The program cs300/lab6/omprimes3.cpp adds OpenMP constructs to parallelize
the sieve computation.
Note: The OpenMP single construct insures
that only one thread updates the value of the shared variable p.
Create a subdirectory lab6/omprimes3 and copy omprimes3.cpp and the
Makefile into this new omprimes3 directory.
Use ./sievetest.sh omprimes3 to perform benchmarks on
this version. How does it compare with the sequential version? With
your parallelization in omprimes2? Record your
observations in README.
In order to improve performance of omprimes3,
observe that a lot of time is spent performing initialization and
sieve operations on a large array. Half of the time, multiples of a
prime p will be even numbers, which we already know are
non-primes (except p=2).
Use this observation to modify your program to store only odd
numbers in the array marked[]. Carry out this
modification in a subdirectory omprimes4.
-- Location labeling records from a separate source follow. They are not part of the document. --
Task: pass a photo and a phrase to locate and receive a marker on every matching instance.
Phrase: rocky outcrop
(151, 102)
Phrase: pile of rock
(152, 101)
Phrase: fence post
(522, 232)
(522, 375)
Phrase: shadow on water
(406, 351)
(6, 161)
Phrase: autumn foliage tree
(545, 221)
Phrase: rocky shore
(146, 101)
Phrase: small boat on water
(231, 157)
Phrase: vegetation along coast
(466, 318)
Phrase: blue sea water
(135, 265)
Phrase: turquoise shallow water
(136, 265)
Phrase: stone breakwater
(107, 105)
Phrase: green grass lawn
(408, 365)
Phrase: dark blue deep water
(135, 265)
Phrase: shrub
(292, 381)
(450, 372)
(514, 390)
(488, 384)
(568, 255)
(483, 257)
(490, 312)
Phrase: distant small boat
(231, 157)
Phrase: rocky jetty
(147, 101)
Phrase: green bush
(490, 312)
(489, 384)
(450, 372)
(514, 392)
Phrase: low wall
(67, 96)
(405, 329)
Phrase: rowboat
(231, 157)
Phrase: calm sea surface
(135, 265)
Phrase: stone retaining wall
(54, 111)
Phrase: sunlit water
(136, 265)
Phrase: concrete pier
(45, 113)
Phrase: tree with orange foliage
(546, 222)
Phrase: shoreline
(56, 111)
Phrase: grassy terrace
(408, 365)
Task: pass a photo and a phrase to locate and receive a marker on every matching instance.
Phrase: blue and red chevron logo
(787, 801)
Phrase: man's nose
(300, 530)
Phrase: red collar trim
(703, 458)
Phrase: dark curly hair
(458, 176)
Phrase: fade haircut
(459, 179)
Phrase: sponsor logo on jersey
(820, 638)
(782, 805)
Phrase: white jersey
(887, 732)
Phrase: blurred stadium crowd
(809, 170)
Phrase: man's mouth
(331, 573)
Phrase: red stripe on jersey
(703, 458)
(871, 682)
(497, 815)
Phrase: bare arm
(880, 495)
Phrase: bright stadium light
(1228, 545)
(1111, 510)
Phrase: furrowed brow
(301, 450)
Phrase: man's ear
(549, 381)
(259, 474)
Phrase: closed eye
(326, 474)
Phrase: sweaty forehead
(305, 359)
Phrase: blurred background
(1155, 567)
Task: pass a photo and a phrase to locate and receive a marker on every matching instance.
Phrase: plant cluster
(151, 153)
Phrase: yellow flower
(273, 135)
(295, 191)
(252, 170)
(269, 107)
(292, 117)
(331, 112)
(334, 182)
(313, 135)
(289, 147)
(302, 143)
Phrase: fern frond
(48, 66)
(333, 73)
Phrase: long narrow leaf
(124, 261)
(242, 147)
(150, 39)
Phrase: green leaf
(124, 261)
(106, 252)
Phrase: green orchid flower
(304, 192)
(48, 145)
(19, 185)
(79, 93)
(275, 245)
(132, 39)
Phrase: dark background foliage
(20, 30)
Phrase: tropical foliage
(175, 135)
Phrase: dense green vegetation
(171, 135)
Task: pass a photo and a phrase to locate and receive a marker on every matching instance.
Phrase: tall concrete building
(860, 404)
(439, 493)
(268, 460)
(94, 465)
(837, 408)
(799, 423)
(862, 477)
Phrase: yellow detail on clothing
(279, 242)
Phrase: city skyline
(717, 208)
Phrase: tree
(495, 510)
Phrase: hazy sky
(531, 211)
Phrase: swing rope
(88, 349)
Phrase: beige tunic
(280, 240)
Use the memory location marked[i] to represent the
number 2*i+1; for example, marked[0]
represents 1, marked[1] represents 3, etc.
Start count at 1 instead of zero, in order to
count the only even prime 2.
Observe that marking every p elements of this compressed
marked[] array will correctly sieve the odd multiples of
p from the prime computation.
Be sure to adjust the starting and ending indices for loops.
The index for a number N will be (N-1)/2;
for example, the index for p*p will be
(p*p-1)/2.
Test your program manually with maxprimes = 100
and numthreads = 4 to check that your program is
computing primes directly, before proceeding to benchmark tests.
Use ./sievetest.sh omprimes4 to perform benchmarks on
your debugged code. How does it compare to earlier versions? Record
observations in README.
Patterns in Performance improvement with OpenMP.
Loop Parallel;
Mutual Exclusion single;
Collective Communication Barrier
The OpenMP single construct used in
omprimes3.cpp causes a barrier: all threads
must wait for that new prime value p to be determined
before they can mark multiples of that prime in their segments of the
array marked[]. To eliminate this barrier, we will
precompute all the primes we will need (up to the square root of
prime_max), then let each thread proceed to move through
those primes at its own rate.
To implement this idea, make a copy of our
omprimes4/sieve.cpp in a new directory
omprimes5, plus the Makefile, and add a
sequential version of the prime sieve to compute the primes up to
ceil(sqrt((double)prime_max)).
Suggestion: Compute these values in another array
(perhaps named pre_marked[]), and store them in a
vector variable kset for convenient, quick
access by all threads during the parallel computation.
Verify that this program is running correctly, then compare to
other versions. Store observations in README.
Use one of the
git stratgies in lab1 Deliverables to submit
your work in this lab. For example, if you worked exclusively on
thing3, include the name thing3 in your
commit message.
thing3$ cd ~/PDC
thing3$ git pull origin master
thing3$ git add -A
thing3$ git commit -m "Lab 6 submit (thing3)"
thing3$ git push origin master
Likewise, if you worked on both link machines and a
thing, you can rename your lab6
folders and submit each, with commit messages indicating the computer
on which that commit was created.Also, fill out this form to report on your work.
See lab1 Deliverables
section if you need to set up the cluster you used for
git.
If you did your work on two different clusters, submit work from both of them using one of the strategies in lab1 Deliverables.
This lab is due by Wednesday, January 14, 2015.